Purpose: This study aims to implement three-dimensional convolutional neural networks (3D-CNN) for clinical target volume (CTV) segmentation for whole breast irradiation and investigate the performance with and without shape regularization model (SRM).
Methods: The 3D-UNet CNN was adopted to conduct automatic segmentation of the CTV for breast cancer. The 3D-UNet was trained using the 192 patients’ dataset which contains both left- and right-sided breast cancer patients. SRM was introduced to the 3D-UNet model to improve the segmentation performance by modifying the segmentation shape. SRM was trained in advance using the dataset of the incomplete CTV shapes and the ground truth CTVs. In the 3D-UNet+SRM model, the customized loss function was employed. The segmentation accuracy was evaluated using the Dice similarity coefficient (DSC) and Hausdorff distance (HD). To compare the performance of the 3D-UNet alone and 3D-UNet+SRM, the Wilcoxon signed-rank test was applied to the DSC and HD scores of the test dataset.
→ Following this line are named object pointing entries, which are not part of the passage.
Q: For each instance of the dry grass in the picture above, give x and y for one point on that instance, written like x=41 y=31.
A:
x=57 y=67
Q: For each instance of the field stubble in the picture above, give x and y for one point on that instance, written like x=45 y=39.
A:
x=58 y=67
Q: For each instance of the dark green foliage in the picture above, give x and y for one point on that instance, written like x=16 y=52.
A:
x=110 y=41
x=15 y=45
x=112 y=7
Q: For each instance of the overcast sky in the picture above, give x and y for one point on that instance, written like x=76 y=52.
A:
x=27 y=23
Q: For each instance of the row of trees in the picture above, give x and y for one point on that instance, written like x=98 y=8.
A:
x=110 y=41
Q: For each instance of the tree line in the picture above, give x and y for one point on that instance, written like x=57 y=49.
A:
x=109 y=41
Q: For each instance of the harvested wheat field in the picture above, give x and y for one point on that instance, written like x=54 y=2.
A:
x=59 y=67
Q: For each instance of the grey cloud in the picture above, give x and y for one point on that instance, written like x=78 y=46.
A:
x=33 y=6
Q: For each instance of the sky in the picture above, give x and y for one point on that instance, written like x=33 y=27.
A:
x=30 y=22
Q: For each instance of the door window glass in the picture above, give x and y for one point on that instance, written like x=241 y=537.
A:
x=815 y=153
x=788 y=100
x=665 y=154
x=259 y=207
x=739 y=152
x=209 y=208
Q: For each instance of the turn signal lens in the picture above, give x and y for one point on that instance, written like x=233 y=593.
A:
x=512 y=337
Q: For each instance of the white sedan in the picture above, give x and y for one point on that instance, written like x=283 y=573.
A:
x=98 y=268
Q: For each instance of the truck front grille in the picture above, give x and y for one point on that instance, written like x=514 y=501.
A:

Results: For the 3D-UNet alone, the DSC and the HD for the test dataset were 0.852 and 57.80, respectively. The DSC and the HD for the 3D-UNet+SRM were 0.854 and 52.67. The Wilcoxon signed-rank test demonstrated that both DSC and HD of the 3D-UNet+SRM performed better than 3D-UNet alone. The incomplete structures like small holes, jagged edges, and imperfect shapes were eliminated or compensated with SRM. SRM also worked to modify the images which had islands predicted as part of the CTV on the opposite side of the breast. However, if the 3D-UNet predicted the opposite side of the breast as the target breast, the small island on the correct side was eliminated.
Conclusion: SRM modified the incomplete CTV shapes during the training process of 3D-UNet segmentation. If we make the SRM more sophisticated with a larger dataset, 3D-UNet+SRM could be improved more.